Wadah berbagi informasi dan eksplorasi pengetahuan para pelajar Nusa Tenggara dan Bali di Mesir

Kajian Makalah El-Dawam: Sinkronisasi Peran Akal dalam Agama Islam Menurut Abbas Mahmud Al-Aqqad





Tokoh muslim sekaligus budayawan asal Mesir yang perlu dikaji pemikirannya adalah Abbas Mahmud al-Aqqad. Beliau adalah pemikir yang produktif dalam menghasilkan karya, misalnya dalam bidang sastra dan beberapa cabang ilmu lainnya.

Salah satu buku karangan beliau yang kemudian menjadi rujukan pembuatan makalah oleh saudara Wahyudi Maulana Hilmy adalah At-Tafkir Faridhah Islamiyah.
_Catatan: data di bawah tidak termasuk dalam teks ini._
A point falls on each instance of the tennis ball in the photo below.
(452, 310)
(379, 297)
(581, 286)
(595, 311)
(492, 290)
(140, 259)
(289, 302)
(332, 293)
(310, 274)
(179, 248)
Buku ini mencakup duabelas pembahasan mengenai urgensi dan istimewanya akal dalam Islam.

Dimulai dari pemahaman bahwa penggunakan akal untuk berpikir dalam Islam bukan hanya anjuran, tapi keharusan. Hal tersebut dikarenakan akal adalah anugerah yang mulia dari Allah swt., sedangkan jika manusia tidak menggunakan akalnya secara proporsional, maka bisa dibilang ia tidak bersyukur terhadap nikmat akal tersebut.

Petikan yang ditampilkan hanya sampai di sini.